Even less obvious are tiny hermit crabs huddled beneath their snail-shell homes. The shells former owner may be the Truncated Mangrove Snail or balitong (Cerithidea decollata), a local delicacy. The snails retreat to the mangrove trunks when the tide comes in and return to the mud once the waters ebb, a migratory behaviour that has been studied in East Africa.
This shell carries its crustaceans on the outside. Rock barnacles need somewhere solid to attach themselves, and there aren't a lot of rocks out here.
Long-tailed Macaques are also called Crab-eating Macaques, and the remains of these horseshoe crabs may be evidence of their handiwork. Of course horseshoe crabs aren't really crabs or even crustaceans, but let's not be picky.
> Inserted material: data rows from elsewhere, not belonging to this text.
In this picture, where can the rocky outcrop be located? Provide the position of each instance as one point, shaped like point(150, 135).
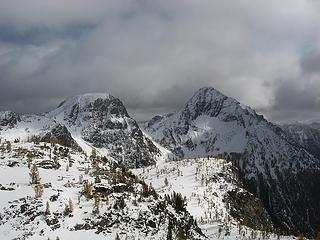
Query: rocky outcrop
point(9, 119)
point(60, 134)
point(271, 163)
point(103, 122)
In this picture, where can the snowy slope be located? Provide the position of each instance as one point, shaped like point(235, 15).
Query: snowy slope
point(117, 203)
point(271, 165)
point(87, 121)
point(102, 121)
point(206, 183)
point(306, 135)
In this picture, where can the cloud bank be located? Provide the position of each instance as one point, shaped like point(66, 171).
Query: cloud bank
point(154, 54)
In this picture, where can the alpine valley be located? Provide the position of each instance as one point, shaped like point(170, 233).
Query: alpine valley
point(214, 169)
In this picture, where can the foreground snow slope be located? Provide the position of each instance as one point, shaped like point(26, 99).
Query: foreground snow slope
point(116, 203)
point(271, 165)
point(205, 182)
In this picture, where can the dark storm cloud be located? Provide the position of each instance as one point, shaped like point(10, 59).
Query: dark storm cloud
point(155, 54)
Three of the world's four horseshoe crab species occur in Malaysia (the other one, Limulus polyphemus, lives on the eastern seaboard of North America). For a detailed article on horseshoe crabs in Malaysia see here. Based on the large size of the spines bordering the opisthoma, or abdomen, and the smooth leading edge of the prosoma (the big piece at the front) these are Coastal Horseshoe Crabs (Tachypleus gigas).
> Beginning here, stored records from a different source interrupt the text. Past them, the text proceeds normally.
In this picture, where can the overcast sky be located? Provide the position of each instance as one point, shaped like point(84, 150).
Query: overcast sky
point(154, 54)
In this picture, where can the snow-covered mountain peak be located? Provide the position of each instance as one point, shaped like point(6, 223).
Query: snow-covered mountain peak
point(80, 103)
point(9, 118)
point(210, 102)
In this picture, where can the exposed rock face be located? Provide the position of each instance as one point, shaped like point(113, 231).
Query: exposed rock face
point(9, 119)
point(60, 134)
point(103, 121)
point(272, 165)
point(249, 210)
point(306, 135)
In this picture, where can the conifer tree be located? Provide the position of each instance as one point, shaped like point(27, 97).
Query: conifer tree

One of the mangrove flat's genuine crustaceans rarely shows itself. It reveals its presence, however, with these strange objects, rather like miniature mud volcanoes (some of them aren't so miniature - they can be three metres tall!). They are the work of the Mud Lobster (Thalassina anomala), an important (if rarely seen) inhabitant of the mangrove ecosystem whose burrows aerate the soil, recycle organic debris and facilitate the growth of a number of tree species. Also, they spur visitors to ask useful questions, like "What the heck is that?"
These are Giant Mudskippers (Periophthalmodon schlosseri), a species we missed on our last mangrove walk in Singapore. That broad black stripe along the side is a give-away (though not every individual is as strongly marked as this one).
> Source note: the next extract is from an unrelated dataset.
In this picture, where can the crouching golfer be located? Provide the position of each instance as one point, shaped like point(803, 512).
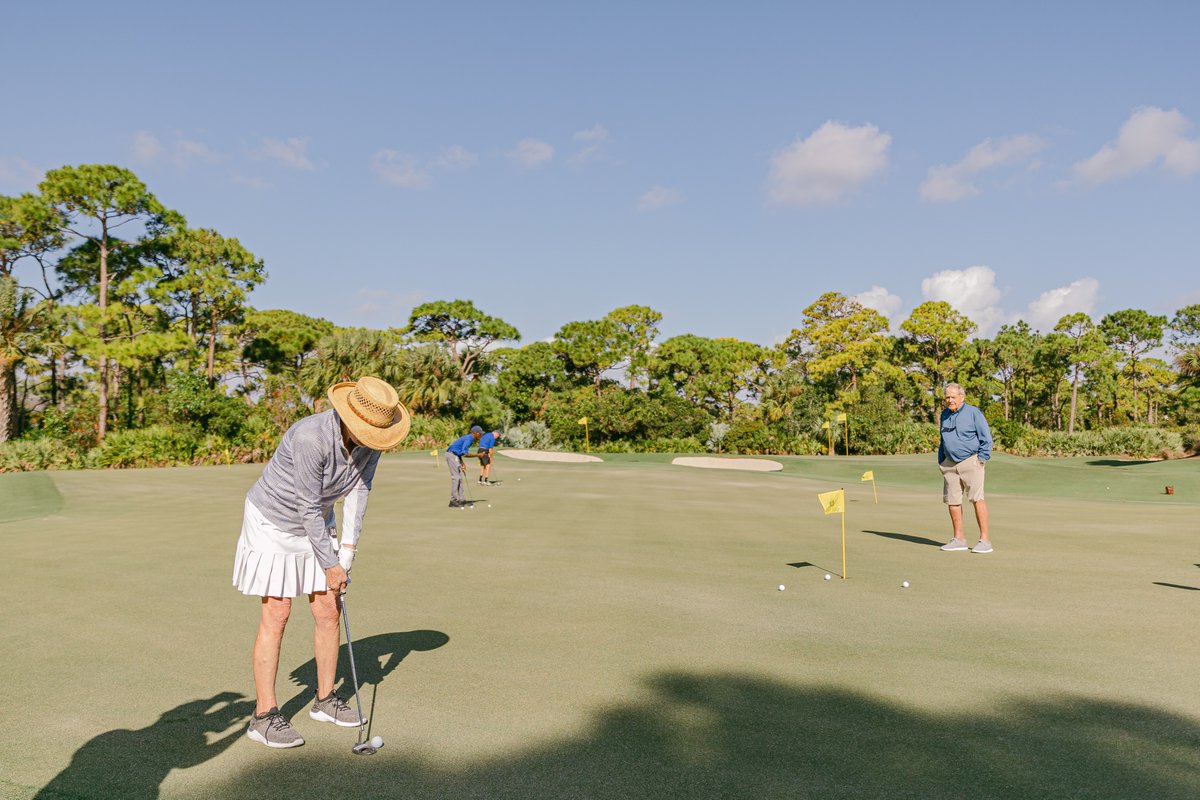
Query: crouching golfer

As their name suggests, they are one of the largest mudskippers in the world, reaching an impressive 27 cm. They are active hunters, feeding mostly on crabs but even preying on smaller mudskippers - which may explain why we didn't see any other species around!
I think mudskippers appeal to kids (Ryan included) because they look so much like frogs gone wrong. It's the googly eyes, of course. Anyway, that's why they appeal to me - though the zoologist in me can't help but look at these highly-derived, modern fishes (there are no known fossils, apparently) as they peer above the surface or hop about on the flats without harking back a few hundred million years to the utterly different fishes, on a lineage quite different from the one that has led to the mudskippers, whose lineal descendants we are. When I delight in mudskippers, am I responding to a sympathy between one fish out of water and another?